What the hell? “You were a child!” He rose abruptly from the floor. A burst of violence shot through him. Grabbing the fireplace poker, he looked for a strategic place where he could secure it between the bars. He needed to free her now.
Touching her hair, almost without thinking, he soothed her as he wedged the bar into place. “I’m going to pry these apart so that you can slip back out. Tell me when you are ready.”
Had she been raped? Goddamn it! She must have been. Who? Had the bastard been punished?

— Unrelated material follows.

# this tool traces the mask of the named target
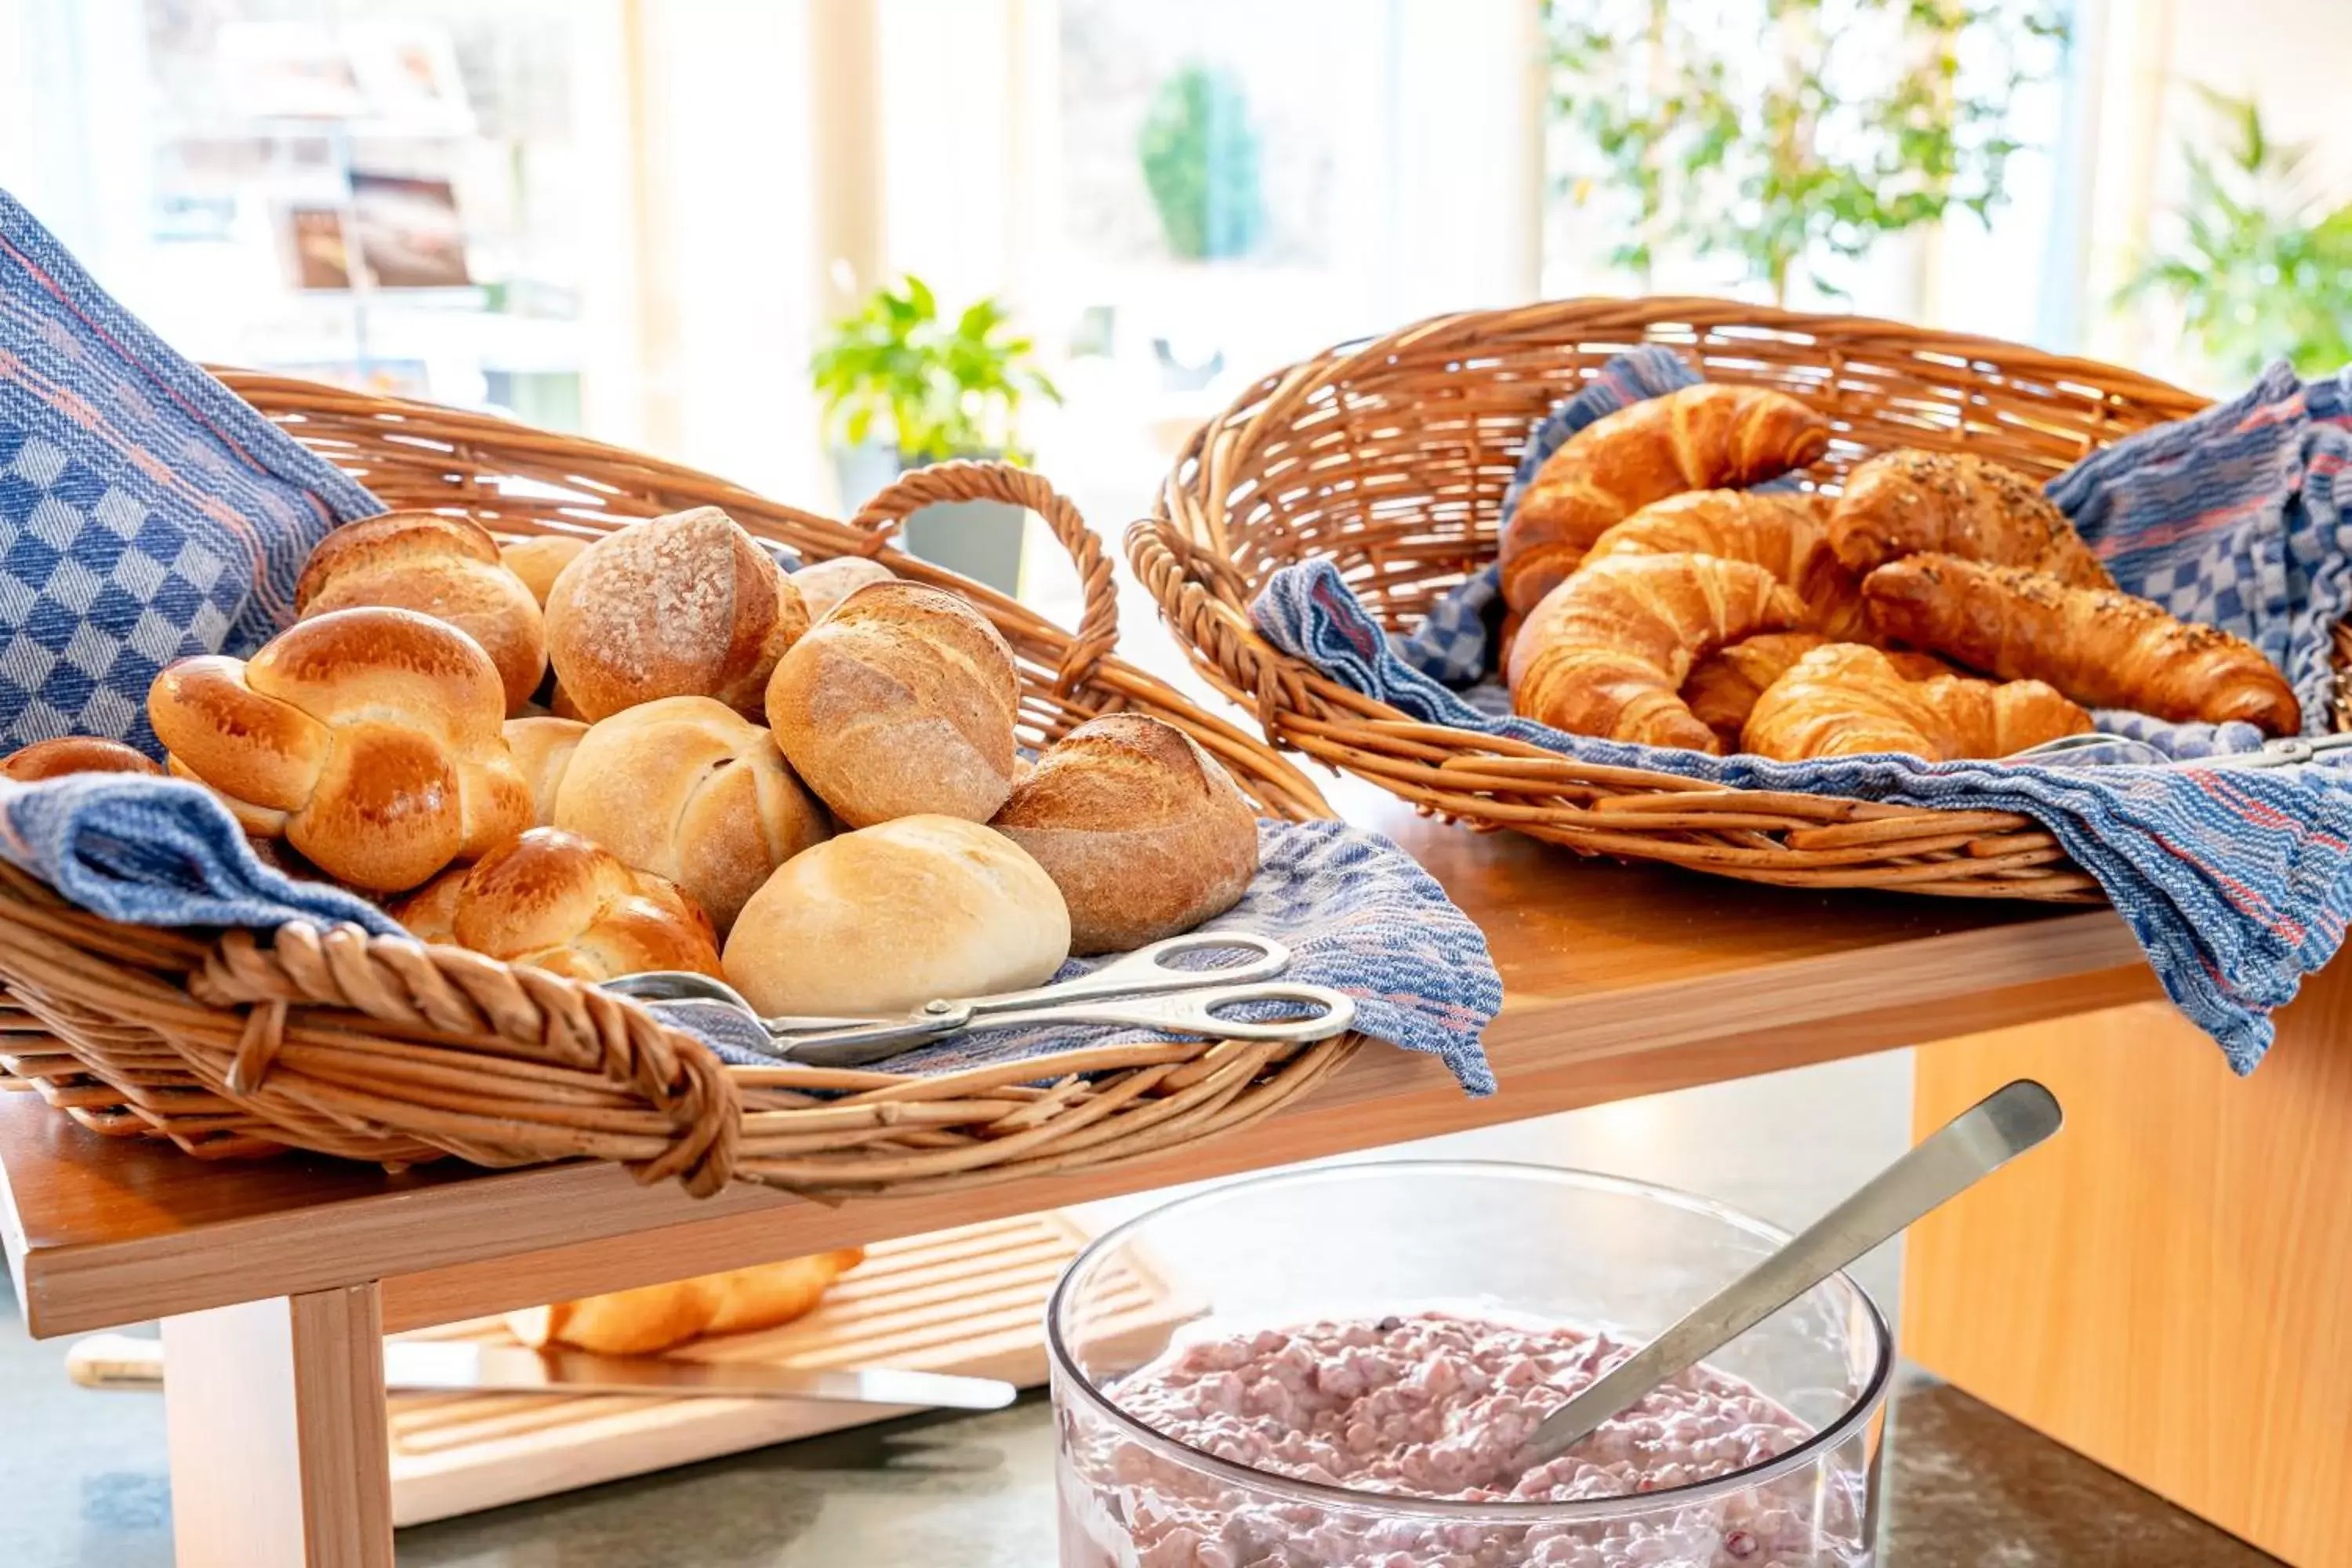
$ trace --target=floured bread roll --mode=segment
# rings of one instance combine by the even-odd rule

“All right,” she said, “I’m ready.”
“Who was it, Sophia?” he said as he put all his weight into leveraging the rods apart. “Now, Sophia, try now.” He watched carefully as she wiggled a little. “Don’t flinch. Relax your face. The muscles will stop you from sliding through.”
She did as he’d said, and before he had to release the bars, her head slid backwards and out. “I don’t want to talk about it.”
She rubbed the sides of her face and then stretched her neck from one side to the other.
“You were a child.” He extracted the poker from the gate. He’d barely moved the rods at all, but it had been enough.
“I’m safe now. I got good at that. And now it’s over.” She winced as she attempted to stand up. Rushing around the gate, Devlin assisted her the rest of the way to her feet.
“How long have you been down here?”
She shrugged and then winced again. “I came down a little after midnight. Did Peaches find you?” It had been someone she’d known. Someone she’d trusted.
“Scofield?”
She glanced at him quickly and saw the question in his eyes. “You mean my stepfather? No, no. Leave it be, Devlin. Please?”